A recent study on ancient Sri Lankan epigraphy dating back to the 5th and 7th centuries AD have uncovered a peculiar practice in vogue during that time of laymen offering their wives and family members as slaves to temples and then pay for their release to accrue merits.
The study carried out on special type of inscriptions commonly known as Vaharala inscriptions found that kings, ministers, rich as well as those engaged in artisan professions offering various persons including their beloved family members as slaves to the temples and thereafter paying for their redemption.The monies given so are meant to be used for the expenses of those temples or for the maintenance of the slaves who could not be freed, said Mangalika Rajapakshe, Research Officer of Abahaygiriya Stupa Project of the Central Cultural Fund.

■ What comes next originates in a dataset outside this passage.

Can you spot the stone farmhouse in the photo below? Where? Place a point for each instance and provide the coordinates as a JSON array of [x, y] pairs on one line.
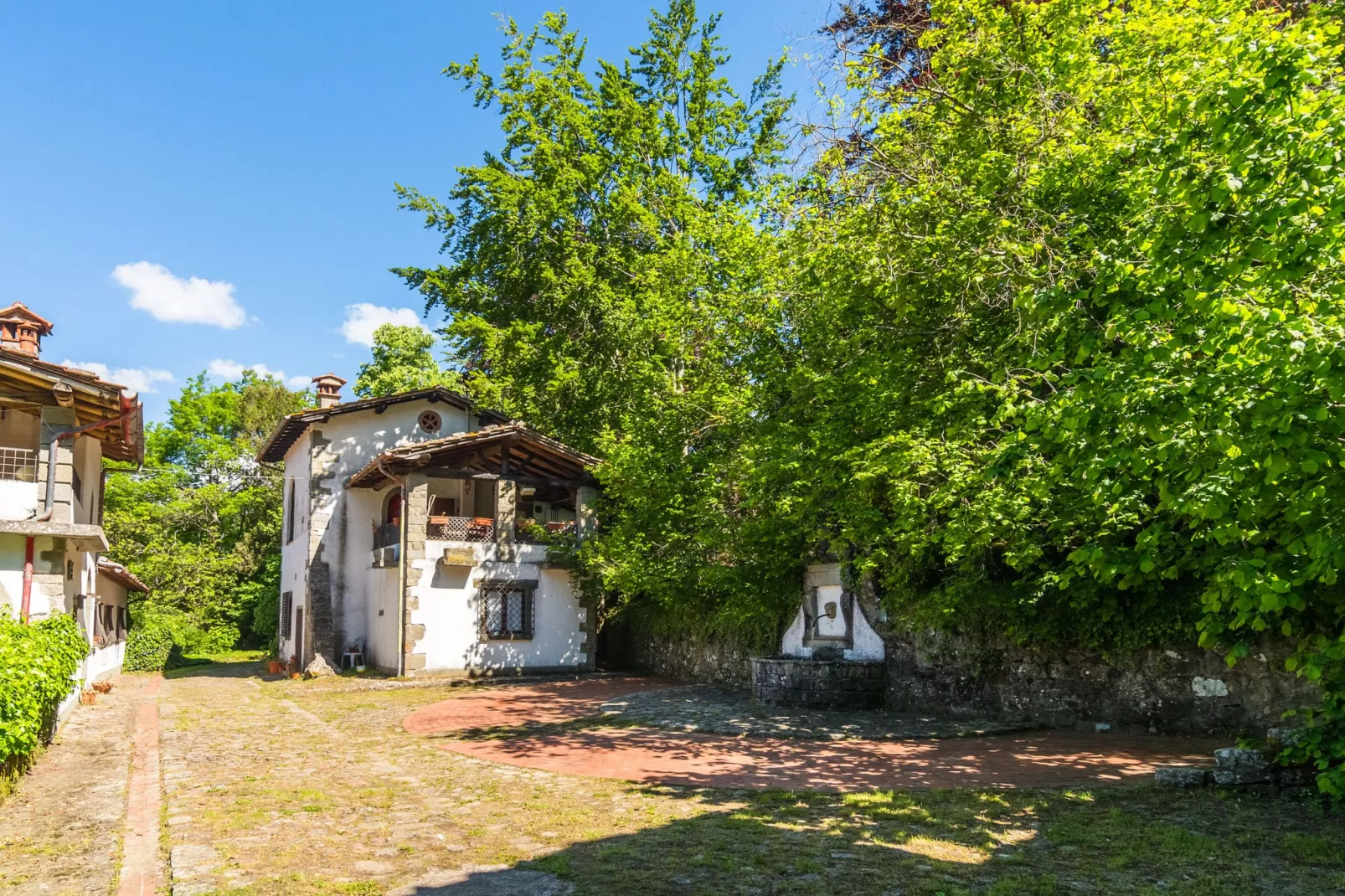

"This specific type of inscriptions are known as Vaharala epigraphy among researchers but it is not established as a different genre scientifically. Those inscriptions are commonly known so because each of them have the word vaharala or its synonyms such as viharala, veherila, viharalaya, veheralaya along with another Brahmi term known as Chithavi. Several scholars starting from Dr Senarat Paranavitana to modern times have studied them and posited various opinions. According to Dr Paranavitana, those epigraphs had been meant to announce the donating of slaves to temples and thereafter freeing them by settling their dues," Rajapkshe who carried out the study told The Island yesterday.
"An analysis of this type of inscriptions indicates that all of them have five common information in each of them. They are the name of the donor who offers slaves to the temple, his village, his position or social status, what he offered, the amount he paid for the redemption of the slave and a blessing," she said.
"There are names of kings, ministers, generals, teachers as well as tile makers who donating slaves to the temples and thereafter buying their freedom. In most occasions 100 kahavanu (kahapana) had been paid to secure the freedom of one slave. There are cases of paying more than that amount," Rajapskshe said.
Senior Lecturer Chandima Ambanwala of the Department of Archaeology and Heritage Management of the University of Rajarata said that most of those inscriptions known as Vaharala epigraphy were found in the lowest rung of staircases or nearby the Sanadkadapahana (the moonstone) and it could be surmised as an indication of ascribing lower status for the slaves.
"The slavery in practice during those times could in no way be compared to the slavery in ancient Rome or black slaves in the US in later times. The period of serving the temple by those slaves had been vary some have served only several hours before they were freed, according to literary sources. Offering slaves for temple service had been considered a meritorious act and setting them free had been considered more meritorious," he said adding that the end of those inscriptions there is a dedication of merits.
"Some of them ends with a prayer wishing that the merits acquired by freeing the slaves should help the donor to achieving nibbana or attain buddhahood. Such wishes show more of a mahayana tendency.
Ambanwala said that the script of those inscriptions were not neat and refined as in the case of those found in the Anuradhapura period by various kings. It could be surmised that these inscriptions were inscribed by those who have no such training in script.
Ambanwala said there were diverse opinions postulated by various archaeologists on Vaharala inscriptions but the theory posited by Dr Paranaviatana in this regard still stood strong.